Another algorithm for sorting is InsertionSort.

In pseudocode:

			InsertionSort$\left(a_1,a_2,\ldots,a_n\right)$
				for $j \gets 2$ to $n$
					$k \gets a_j$
					$i \gets j-1$
					while $i > 0$ and $a_i > k$
						$a_{i+1} \gets a_i$
						$i \gets i-1$
					end while
					$a_i \gets k$
				end for
			

Here is how the InsertionSort algorithm works on the array $3,2,4,1,5$:

Sorting a list using InsertionSort
Sorting a list using InsertionSort
Sorting a list using InsertionSort
Sorting a list using InsertionSort

How long does this take? Again, it depends. But how does it compare to BubbleSort? (Assuming same hardware, operating system, etc.)

Analysis of Algorithms

To determine how "long" an algorithm takes, we need to know how long operations (such as additions, comparisons, etc.) take. To do this, we define a model of computation.

There are many such models. For now, let's say that comparisons (\ie, $\lt,\le,\gt,\ge,=,\neq$) take one time unit ("unit time"). The actual amount of time varies (with hardware, etc.), but we assume they all take the same time. This is generally a fair assumption.

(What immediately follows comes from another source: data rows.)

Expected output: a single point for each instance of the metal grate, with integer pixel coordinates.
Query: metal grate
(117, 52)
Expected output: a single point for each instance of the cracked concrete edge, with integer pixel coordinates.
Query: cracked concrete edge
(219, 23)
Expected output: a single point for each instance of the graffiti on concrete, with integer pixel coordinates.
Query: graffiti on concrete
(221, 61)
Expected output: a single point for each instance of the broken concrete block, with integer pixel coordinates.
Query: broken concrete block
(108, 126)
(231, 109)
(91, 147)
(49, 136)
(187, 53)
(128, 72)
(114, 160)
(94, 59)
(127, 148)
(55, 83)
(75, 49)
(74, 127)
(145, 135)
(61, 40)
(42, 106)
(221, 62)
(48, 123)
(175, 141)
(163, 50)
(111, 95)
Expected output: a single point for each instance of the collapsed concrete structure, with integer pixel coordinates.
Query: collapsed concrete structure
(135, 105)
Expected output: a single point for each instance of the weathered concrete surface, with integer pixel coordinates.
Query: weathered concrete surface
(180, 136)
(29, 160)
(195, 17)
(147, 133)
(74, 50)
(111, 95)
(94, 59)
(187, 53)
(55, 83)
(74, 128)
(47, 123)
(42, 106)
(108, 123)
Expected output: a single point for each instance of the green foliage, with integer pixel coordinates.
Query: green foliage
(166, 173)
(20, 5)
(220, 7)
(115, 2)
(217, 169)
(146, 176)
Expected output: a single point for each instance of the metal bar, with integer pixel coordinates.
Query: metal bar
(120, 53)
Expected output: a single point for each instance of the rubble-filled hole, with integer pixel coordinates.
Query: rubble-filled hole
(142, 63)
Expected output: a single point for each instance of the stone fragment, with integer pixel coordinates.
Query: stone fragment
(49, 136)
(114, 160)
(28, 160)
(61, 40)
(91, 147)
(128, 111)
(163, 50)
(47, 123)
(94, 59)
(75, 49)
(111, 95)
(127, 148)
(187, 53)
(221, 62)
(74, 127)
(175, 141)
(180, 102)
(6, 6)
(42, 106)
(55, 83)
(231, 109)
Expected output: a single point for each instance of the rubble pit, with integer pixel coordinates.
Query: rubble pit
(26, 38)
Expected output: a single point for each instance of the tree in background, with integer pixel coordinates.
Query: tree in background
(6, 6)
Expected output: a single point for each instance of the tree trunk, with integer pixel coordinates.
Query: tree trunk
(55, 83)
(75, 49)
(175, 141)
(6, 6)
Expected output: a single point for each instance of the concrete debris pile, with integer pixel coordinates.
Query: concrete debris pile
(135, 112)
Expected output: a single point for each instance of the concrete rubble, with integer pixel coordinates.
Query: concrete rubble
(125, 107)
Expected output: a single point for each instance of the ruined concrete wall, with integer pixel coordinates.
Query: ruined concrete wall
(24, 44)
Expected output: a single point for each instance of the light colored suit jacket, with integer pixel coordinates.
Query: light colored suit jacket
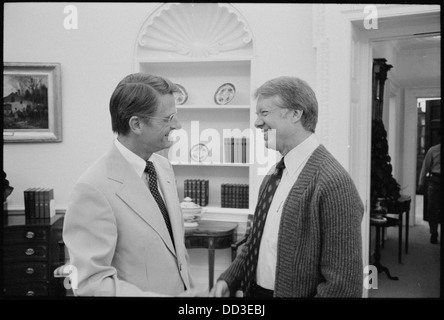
(116, 235)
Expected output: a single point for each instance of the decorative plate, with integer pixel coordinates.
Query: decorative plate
(181, 96)
(199, 152)
(225, 93)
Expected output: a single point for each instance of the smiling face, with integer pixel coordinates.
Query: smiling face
(276, 124)
(155, 133)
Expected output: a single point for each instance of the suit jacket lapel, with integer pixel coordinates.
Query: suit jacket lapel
(169, 191)
(136, 195)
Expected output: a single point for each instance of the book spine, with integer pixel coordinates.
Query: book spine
(32, 203)
(45, 201)
(51, 200)
(244, 150)
(227, 156)
(232, 160)
(185, 188)
(26, 199)
(222, 195)
(207, 191)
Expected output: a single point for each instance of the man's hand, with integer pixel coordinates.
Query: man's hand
(220, 290)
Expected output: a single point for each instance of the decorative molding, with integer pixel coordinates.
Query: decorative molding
(195, 29)
(322, 47)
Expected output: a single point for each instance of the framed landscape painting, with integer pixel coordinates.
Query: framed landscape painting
(32, 110)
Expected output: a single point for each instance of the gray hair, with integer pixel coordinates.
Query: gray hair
(292, 93)
(137, 95)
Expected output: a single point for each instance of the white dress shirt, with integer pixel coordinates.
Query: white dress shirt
(295, 161)
(137, 163)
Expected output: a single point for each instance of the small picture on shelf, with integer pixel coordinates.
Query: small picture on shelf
(199, 152)
(224, 94)
(181, 96)
(197, 190)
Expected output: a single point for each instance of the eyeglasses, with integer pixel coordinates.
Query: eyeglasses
(165, 119)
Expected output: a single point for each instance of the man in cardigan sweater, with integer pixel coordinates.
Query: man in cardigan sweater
(311, 242)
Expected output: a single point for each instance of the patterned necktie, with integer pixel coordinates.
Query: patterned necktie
(260, 216)
(152, 183)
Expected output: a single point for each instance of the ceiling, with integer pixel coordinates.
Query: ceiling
(419, 42)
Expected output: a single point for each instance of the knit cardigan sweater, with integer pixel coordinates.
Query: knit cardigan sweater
(319, 250)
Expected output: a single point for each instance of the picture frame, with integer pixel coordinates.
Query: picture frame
(32, 102)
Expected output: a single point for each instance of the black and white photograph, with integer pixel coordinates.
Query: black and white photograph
(31, 102)
(222, 159)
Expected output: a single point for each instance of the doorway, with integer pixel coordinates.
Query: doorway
(396, 28)
(429, 124)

The number of such operations is the time complexity of an algorithm. Typically, we will be interested in worst-case time complexity: the maximum number of operations performed.

Here are some examples of deriving time complexity:

Notice that BubbleSort uses $n^2 + n - 1$ comparisons while InsertionSort uses $n^2 + 2n - 4$ comparisons. Therefore, BubbleSort uses fewer comparisons in the worst case.

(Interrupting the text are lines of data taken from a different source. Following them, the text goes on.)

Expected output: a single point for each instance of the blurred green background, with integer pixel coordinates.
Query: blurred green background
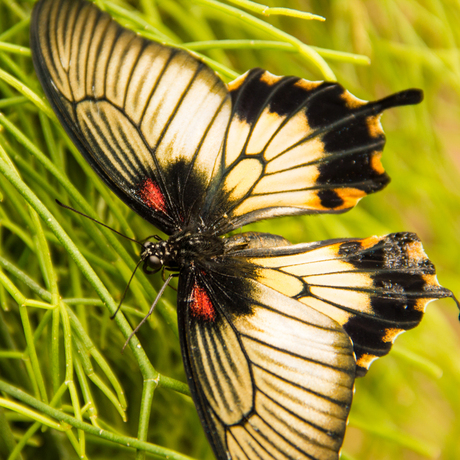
(56, 340)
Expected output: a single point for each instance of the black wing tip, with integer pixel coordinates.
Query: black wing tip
(411, 96)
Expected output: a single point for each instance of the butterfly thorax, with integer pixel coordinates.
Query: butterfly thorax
(179, 250)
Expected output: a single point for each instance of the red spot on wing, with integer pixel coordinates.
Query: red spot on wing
(152, 196)
(201, 305)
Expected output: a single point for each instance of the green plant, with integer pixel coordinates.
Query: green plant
(57, 343)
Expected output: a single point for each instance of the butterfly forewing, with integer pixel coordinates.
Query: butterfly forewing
(272, 378)
(185, 151)
(272, 334)
(149, 118)
(295, 147)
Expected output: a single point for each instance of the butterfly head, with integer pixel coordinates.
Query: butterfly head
(155, 255)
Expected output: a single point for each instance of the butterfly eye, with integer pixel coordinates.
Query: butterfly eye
(154, 262)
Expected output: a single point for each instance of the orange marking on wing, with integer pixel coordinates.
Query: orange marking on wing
(152, 196)
(201, 305)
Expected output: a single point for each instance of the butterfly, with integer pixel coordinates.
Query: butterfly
(272, 334)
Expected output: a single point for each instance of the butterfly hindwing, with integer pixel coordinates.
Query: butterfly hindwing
(375, 287)
(149, 118)
(294, 146)
(274, 334)
(271, 378)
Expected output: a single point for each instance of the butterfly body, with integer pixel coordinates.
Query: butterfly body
(180, 250)
(272, 335)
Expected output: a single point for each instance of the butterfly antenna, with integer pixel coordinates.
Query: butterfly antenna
(97, 222)
(126, 289)
(157, 298)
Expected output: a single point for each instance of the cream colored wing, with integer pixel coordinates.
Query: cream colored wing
(295, 147)
(149, 118)
(375, 288)
(272, 378)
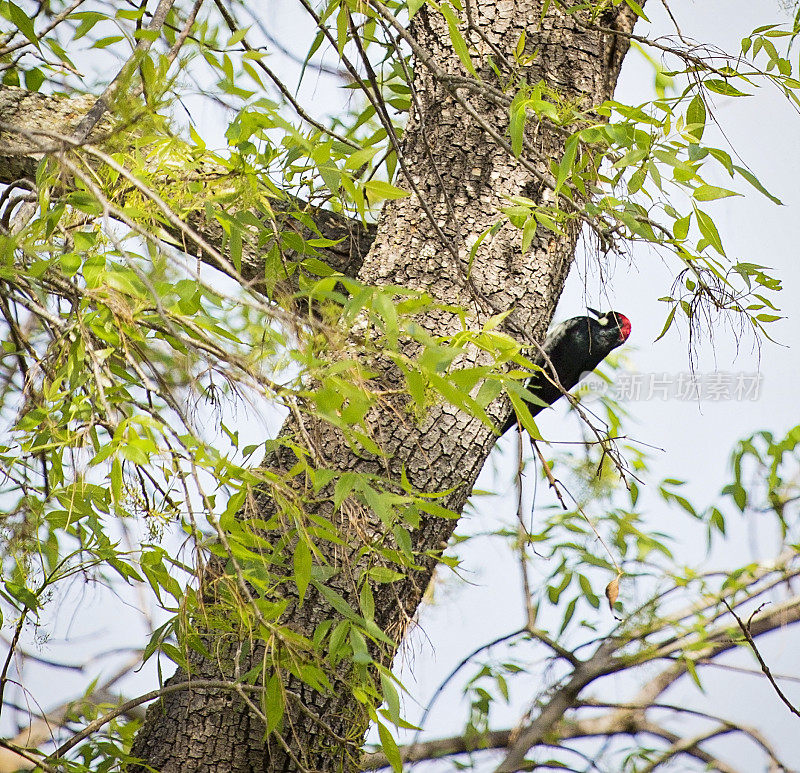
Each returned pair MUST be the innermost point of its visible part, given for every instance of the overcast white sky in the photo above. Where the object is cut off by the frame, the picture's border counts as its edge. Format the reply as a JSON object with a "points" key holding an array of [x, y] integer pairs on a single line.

But are these two functions really that different? Both have a $n^2$ term, which is much bigger than any (constant) fraction that they are multiplied by, and much bigger than any linear function of $n$ they are added to. As $n$ grows bigger and bigger, the $n^2$ part makes the biggest difference. In the worst case, these functions behave approximately the same.

Contrast this with finding the maximum and linear search: both use $2n-1$ comparisons. This is much faster than the two sorting algorithms, even though the leading term has coefficient $2$. This is because $n$ grows much more slowly than $n^2$. We care about large $n$.

Therefore, for the analysis of algorithms, we don't care too much about the exact function (since it is often too much work to find!) What matters is how fast the function grows.